# Do you wear makeup?



## free_sprtd (Oct 18, 2007)

ooooh I loooooooooooooove makeup! I refuse to wear cover up even for bad days, but I love playing with eyeshadow and liner. 

Mac is the best for shadow..but loose stuff is good too
I use Maybelline (sp?) full and soft waterproof mascara
I love blue, black, brown, green, or purple dark colors for liner (has to be soft)
and sephora blush! oooh i just discovered it a couple months ago and it is so wonderful!
then just lip gloss.

(off course its not all used at the same time...it's one color or the other)
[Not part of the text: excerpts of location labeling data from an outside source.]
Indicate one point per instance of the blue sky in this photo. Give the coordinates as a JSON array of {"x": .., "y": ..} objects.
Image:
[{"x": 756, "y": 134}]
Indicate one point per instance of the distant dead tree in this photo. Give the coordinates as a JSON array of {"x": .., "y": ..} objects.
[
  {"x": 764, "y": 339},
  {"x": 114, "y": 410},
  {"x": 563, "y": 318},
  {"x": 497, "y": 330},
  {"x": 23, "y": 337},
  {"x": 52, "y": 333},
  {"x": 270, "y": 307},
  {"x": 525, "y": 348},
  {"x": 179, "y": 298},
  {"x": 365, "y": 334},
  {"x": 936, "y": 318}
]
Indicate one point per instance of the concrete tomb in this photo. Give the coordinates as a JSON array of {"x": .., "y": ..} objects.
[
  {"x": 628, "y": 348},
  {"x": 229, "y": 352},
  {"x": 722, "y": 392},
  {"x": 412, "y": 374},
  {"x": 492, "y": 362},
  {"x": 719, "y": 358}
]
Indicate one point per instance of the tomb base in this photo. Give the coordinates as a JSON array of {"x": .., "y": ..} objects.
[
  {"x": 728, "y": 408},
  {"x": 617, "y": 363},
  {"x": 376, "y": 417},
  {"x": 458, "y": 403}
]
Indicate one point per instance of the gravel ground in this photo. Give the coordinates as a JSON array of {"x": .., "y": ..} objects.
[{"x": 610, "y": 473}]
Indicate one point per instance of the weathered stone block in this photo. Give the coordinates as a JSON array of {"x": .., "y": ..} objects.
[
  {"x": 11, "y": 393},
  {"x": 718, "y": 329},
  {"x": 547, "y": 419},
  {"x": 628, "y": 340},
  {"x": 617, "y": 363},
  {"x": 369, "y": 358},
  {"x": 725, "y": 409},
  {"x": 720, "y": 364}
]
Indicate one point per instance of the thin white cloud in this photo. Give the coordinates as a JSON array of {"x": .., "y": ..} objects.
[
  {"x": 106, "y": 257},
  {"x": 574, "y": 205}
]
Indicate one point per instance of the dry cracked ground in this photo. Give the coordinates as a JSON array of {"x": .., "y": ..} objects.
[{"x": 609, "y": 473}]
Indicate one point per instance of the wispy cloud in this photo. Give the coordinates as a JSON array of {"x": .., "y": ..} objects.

I NEVER wore makeup until my sophmore year in hs, then I played with it, but now I can do 'grown up' makeup hehe


----------



## barnrat (Jan 1, 2007)

well...I really am a girl....So, uh....yeah. it shows. Me with my boys and makeup...its not all horses....

I absolutly HAVE to wear this stuff....

Coverup-even when I'm not breaking out I have these light freckles.
foundation powder-put on bright red spots....
EYELINER-BLACK!! love my eyeliner, It makes my eyes, known, they come more out at you...prettier. 
Brown eyeshadow....

Except somedays-
wear dark brown eyeliner with this dark brown mascara with a highlighting layer of this LIGHT brown, really cool affect. 
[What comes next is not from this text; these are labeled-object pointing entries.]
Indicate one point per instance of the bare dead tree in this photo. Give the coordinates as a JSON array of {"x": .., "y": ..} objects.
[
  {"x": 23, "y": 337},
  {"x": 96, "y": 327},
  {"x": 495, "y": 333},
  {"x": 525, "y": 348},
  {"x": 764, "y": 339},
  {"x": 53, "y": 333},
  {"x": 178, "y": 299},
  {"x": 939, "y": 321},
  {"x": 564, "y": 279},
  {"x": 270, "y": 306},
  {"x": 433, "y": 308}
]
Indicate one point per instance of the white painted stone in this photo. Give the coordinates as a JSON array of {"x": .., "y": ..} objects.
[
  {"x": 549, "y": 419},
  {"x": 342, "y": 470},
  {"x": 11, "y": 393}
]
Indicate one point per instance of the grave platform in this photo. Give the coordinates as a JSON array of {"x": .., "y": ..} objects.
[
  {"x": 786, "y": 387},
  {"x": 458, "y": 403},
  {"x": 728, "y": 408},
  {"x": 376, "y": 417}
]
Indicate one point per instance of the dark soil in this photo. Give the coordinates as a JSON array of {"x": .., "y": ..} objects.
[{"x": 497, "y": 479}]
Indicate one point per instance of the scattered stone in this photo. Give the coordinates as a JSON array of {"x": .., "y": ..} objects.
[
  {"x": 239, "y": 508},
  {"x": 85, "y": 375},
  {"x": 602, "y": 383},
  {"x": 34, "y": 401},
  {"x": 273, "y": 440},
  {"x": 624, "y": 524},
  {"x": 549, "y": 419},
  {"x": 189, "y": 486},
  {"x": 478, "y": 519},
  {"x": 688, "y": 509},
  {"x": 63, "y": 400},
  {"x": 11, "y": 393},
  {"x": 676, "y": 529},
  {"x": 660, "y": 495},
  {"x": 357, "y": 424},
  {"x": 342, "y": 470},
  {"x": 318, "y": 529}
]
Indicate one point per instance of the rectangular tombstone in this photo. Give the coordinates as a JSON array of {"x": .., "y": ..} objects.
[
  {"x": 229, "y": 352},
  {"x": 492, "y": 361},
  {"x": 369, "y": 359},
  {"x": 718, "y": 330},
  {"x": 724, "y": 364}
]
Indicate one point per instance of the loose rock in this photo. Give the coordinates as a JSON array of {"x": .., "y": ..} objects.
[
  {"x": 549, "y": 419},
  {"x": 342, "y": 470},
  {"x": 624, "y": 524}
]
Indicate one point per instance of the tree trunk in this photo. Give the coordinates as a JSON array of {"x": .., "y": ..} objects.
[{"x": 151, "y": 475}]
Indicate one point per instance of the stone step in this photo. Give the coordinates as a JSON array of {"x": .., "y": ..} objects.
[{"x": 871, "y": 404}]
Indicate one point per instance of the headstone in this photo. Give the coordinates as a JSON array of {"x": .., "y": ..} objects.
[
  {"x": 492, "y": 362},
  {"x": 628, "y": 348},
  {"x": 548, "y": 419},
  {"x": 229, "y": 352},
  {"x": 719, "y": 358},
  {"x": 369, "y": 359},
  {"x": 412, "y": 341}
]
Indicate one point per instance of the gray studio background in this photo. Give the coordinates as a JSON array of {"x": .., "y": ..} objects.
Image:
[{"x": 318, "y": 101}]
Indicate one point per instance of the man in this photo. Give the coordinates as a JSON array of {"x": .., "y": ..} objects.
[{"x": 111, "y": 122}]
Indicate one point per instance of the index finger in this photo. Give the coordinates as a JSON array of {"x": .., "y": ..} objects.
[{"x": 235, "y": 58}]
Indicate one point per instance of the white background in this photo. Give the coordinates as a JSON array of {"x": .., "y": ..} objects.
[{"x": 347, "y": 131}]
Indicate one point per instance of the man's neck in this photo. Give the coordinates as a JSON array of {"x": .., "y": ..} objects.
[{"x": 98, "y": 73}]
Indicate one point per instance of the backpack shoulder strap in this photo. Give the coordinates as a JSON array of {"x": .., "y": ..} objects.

Then I also wear the CG shade 430 (burgandy) of lip stick, wear it lightly, even take some off. then Some lip gloss above it to make my lips shine. 

haha, I love my makeup! AND I LOVE HAIR! 
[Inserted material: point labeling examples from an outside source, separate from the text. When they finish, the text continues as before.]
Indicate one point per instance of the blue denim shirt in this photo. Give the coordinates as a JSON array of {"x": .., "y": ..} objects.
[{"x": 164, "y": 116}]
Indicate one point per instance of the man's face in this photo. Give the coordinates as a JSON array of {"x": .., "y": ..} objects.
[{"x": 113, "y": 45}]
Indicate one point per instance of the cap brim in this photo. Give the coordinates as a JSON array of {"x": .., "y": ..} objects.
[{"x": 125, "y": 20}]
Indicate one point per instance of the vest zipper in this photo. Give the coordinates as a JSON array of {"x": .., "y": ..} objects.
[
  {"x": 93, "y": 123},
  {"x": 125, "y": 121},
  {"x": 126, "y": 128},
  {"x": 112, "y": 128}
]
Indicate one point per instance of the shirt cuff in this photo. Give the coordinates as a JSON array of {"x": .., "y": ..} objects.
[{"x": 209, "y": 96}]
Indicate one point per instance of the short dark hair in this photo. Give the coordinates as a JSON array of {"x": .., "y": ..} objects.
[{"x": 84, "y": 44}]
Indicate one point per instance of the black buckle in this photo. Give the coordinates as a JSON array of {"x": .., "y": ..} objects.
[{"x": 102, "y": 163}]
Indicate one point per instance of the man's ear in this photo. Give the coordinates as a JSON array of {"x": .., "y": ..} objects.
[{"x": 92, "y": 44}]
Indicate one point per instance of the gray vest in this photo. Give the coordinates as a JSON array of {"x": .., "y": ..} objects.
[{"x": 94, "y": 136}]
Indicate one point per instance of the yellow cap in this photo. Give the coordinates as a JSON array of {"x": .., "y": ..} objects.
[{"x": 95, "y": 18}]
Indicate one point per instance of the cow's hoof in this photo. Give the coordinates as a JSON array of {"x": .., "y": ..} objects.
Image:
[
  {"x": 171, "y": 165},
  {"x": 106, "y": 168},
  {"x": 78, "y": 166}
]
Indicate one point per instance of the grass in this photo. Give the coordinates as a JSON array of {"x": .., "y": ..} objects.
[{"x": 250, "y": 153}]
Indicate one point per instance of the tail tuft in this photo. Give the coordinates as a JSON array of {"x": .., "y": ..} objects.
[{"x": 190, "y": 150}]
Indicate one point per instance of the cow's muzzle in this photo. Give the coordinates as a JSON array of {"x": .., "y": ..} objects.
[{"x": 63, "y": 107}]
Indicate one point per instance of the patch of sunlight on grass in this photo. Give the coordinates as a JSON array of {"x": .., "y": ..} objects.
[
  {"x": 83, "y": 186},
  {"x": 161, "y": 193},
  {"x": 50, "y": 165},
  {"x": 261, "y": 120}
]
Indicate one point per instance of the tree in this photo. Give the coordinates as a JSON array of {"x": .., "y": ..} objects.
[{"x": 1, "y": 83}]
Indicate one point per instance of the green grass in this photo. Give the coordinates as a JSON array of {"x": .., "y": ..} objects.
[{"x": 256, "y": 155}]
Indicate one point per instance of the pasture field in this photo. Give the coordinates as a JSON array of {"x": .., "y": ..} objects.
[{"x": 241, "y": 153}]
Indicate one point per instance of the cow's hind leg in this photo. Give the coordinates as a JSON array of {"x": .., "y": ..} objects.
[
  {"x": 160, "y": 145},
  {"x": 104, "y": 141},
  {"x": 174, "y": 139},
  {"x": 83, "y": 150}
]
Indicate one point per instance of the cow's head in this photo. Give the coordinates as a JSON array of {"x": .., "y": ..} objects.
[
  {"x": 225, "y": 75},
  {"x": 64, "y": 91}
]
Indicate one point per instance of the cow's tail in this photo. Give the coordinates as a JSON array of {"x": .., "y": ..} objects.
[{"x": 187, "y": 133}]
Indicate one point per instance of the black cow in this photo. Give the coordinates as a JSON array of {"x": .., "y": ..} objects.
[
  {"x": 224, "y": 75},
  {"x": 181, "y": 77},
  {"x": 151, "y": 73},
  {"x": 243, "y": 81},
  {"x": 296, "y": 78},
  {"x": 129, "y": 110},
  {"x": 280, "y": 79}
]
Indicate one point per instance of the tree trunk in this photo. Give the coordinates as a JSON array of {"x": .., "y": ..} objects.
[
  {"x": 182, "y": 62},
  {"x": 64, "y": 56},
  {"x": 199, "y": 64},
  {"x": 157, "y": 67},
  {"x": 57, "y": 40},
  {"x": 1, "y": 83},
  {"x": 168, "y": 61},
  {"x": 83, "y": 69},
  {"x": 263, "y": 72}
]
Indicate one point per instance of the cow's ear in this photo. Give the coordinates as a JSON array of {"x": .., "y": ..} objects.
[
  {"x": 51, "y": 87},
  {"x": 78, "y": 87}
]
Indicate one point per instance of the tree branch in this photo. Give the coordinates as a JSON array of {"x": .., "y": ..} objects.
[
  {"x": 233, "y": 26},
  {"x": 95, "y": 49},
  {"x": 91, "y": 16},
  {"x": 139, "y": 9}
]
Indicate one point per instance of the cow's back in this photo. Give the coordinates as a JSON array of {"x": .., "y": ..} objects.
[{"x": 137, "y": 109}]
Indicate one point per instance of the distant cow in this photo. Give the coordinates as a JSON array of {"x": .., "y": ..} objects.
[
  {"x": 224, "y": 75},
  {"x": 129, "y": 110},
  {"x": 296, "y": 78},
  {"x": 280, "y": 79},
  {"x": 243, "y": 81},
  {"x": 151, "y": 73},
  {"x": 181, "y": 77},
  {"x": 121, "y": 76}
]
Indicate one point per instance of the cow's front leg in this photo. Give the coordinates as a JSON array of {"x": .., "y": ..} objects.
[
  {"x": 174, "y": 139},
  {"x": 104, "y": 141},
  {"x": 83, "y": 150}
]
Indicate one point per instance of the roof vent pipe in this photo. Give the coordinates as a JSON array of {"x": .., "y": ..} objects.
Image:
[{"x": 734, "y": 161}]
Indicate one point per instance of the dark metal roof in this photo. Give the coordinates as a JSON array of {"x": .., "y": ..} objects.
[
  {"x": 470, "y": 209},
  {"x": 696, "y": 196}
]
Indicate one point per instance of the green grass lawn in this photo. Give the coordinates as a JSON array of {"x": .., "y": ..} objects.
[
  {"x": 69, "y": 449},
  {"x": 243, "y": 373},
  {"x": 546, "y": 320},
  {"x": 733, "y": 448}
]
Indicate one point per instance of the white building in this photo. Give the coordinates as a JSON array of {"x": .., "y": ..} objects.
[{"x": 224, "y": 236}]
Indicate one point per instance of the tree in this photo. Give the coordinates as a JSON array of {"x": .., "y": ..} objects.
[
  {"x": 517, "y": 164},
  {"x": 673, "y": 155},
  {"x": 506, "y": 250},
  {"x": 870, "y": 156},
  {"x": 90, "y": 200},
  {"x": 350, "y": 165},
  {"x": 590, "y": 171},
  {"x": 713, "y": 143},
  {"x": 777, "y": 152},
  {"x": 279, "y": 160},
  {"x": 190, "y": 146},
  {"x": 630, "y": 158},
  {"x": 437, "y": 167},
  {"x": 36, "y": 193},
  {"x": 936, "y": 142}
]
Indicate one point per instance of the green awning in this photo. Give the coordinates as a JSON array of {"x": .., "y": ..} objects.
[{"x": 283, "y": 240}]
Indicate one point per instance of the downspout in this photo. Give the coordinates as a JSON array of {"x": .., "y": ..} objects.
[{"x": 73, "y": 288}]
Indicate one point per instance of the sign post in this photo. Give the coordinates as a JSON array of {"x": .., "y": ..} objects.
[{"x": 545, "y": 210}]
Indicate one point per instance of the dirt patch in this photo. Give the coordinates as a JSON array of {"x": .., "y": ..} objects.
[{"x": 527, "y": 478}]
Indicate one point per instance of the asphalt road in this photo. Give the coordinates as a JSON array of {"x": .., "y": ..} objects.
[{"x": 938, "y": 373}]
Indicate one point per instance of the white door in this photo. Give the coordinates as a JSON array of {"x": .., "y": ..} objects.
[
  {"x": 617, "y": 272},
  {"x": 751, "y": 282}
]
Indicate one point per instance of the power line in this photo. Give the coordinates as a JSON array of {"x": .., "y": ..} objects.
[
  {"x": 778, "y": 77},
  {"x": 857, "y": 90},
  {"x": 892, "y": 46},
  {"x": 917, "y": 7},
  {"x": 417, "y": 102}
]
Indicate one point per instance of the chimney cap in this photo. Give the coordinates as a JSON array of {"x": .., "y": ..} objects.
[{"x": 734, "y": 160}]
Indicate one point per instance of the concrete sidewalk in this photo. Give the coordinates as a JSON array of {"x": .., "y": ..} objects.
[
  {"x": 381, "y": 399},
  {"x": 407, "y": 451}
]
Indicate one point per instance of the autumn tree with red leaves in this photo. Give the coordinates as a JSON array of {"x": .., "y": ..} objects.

my hair ALWAYS has to be perfect.


----------



## Grumman (Oct 18, 2007)

Yeah...... I totally were makeup.... No not really im a guy....


----------



## RockinTheBit07 (Jan 3, 2008)

haha yes i do wear some makeup when at school and work, but when i am just at teh barn no i try to stay natural.

I use Bare Natural powder from Loreal (its like Bare Minerals) its a foundation and i usually wear either black or brown eyeliner.


----------



## PoptartShop (Jul 25, 2010)

I used to just wear some masacara, but I don't need makeup.
I actually look better without it.  LOL! 
I do wear lip gloss though & lipstick daily.


----------



## RockinTheBit07 (Jan 3, 2008)

haha people have asked me if i wear mascara, but i dont its just my eyelashes are naturally long and full lol


----------



## Friesian Mirror (Jan 11, 2007)

I really prefer to wear it if I go to work or anywhere out, I don't wear it around the house or to the barn, I don't have to have it (I hope) I just like to wear it, Punky and Gypsy don't care!! I use the Loreal Bare Natural Powder stuff:

Bare Nude Foundation
Some kind of nude blush (I use the Glow for blush)
Light pink for eyeshadow
Dark green to put at the corners
Saphire eye liner 
Rimmel Masscara
Blonde CG eyebrow pencil (My eyebrows are weird  )
Revlon 060 Perfect Pastel lipstick
And of course I have to fix my hair, since it's not naturally curly I have to fight it to make it. I use the Sammy Curl Activatiing Mousse, hairspray and if I have time, my curling iron


----------



## Vidaloco (Sep 14, 2007)

Is chapstick considered make-up? If it is than yes I do  
If not then no I don't except on rare occasions.
Funny, when I was still working I wouldn't leave the house without full warpaint and every hair in place. Now I don't go anywhere without my chapstick and dental floss :lol: The 2 must haves in my purse.


----------



## Kyani (Apr 30, 2007)

No 7 Intelligent Colour Foundation and Concealer do it for me most days - I just want my skin to look a bit better.
I'll wear mascara or maybe some eyeshadow to go out or somewhere special.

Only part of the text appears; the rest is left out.